Typically my answer is tinged by a conversation I had years ago with my mom who had been asked the same question. She said, “I welcome the change. It means the town is growing and that there will be more opportunities and more commerce. When we moved here in the early fifties, you had a heck of a time getting much of anything.”
If she could feel that way having lived here when you really could get to know pretty much everyone, then I can squelch that urge to install a large gate at the entrance to town on which hangs a “no vacancy” sign.
Besides, I’ve yet to find a way to stop anything from changing.
At lunch today, with a group of seniors, some of whom are newcomers themselves, I chatted with an old friend about change. I wanted to talk about an article I’d read that bemoaned the disappearance of “wild” words such as fern, acorn and blackberries from a children’s dictionary. How sad it seems to imagine kids growing up not knowing of ferns and such. “Oh, well,” I said, “I guess languages are always changing anyways.” To which he replied with a quote from Euripides, a philosopher and playwright who lived about 480bc: All is change; all yields its place and goes. We agreed that the word yield was a good choice-not violent or wrenching, just calm and cooperative.
And all the while he may have thought I was paying attention to what he was telling me about the changes that have taken place in The Great Lakes, I was also contemplating the transitions that have occurred in our relationship. Back in the seventies, he drove the bus that transported me to high school. He became my running idol, pacing up the valley before anyone else even considered such a concept. In the eighties and nineties I taught his kids. My husband and I went camping with him and his wife; we shared dinners and stories; we talked books and fishing and we reminisced. We grew close enough to have a philosophical conversation about the nature of change on a Friday afternoon in our hometown and to concur on the meaning of yield. (PS, Hugh-I did listen to most of what you said about the Great Lakes.)
Back home, I checked the definitions and synonyms for yield, as its initial connotation for me was positive. Of course, to yield also means to give up, to surrender, to give way. Which definition to choose, which one to choose? If Euripides is right, everything is changing, so I might as well draw comfort from the fact that I have a choice in the first place.

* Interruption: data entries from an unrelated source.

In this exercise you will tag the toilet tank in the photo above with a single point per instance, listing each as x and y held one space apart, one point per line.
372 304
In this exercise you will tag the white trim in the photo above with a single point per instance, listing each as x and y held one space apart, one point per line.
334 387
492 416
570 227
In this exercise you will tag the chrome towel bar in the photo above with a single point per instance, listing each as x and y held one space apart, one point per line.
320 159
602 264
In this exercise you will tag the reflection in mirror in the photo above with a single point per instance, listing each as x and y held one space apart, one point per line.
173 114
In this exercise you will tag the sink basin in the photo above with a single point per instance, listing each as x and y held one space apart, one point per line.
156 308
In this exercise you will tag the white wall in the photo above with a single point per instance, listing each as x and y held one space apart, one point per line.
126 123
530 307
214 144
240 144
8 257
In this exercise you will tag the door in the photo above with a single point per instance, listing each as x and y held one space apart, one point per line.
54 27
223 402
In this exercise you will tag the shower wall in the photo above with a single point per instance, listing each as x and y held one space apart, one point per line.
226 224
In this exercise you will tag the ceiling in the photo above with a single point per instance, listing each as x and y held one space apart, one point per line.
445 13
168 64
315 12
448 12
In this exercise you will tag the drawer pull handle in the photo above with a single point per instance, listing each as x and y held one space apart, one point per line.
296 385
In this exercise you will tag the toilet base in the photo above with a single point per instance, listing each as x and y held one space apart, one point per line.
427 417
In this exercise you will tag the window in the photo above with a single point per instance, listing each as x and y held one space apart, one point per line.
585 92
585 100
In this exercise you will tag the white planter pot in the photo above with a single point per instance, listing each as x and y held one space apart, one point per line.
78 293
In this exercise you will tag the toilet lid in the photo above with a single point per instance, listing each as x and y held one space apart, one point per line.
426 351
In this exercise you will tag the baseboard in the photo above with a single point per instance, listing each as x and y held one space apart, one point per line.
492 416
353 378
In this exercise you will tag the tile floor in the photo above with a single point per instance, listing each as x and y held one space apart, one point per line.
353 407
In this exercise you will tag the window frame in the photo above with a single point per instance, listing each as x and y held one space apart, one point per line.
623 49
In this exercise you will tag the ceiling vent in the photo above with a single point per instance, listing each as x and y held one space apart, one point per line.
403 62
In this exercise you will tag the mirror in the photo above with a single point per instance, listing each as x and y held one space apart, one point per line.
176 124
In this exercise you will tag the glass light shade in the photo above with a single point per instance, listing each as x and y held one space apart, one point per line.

Out on the trails, I spy a lady fern, unfurling, yielding to the forces that propel it skyward when perhaps these cool mornings might keep it tightly curled and unchanged. At the nature centre, youngsters roam the ferny woods, learning the names of the plants and animals in English and in Ucwalmícwts. They will know what blackberries and otters and ferns are while learning what online and blog and download mean. Like me and my friend, they will also yield, eventually, to something unstoppable.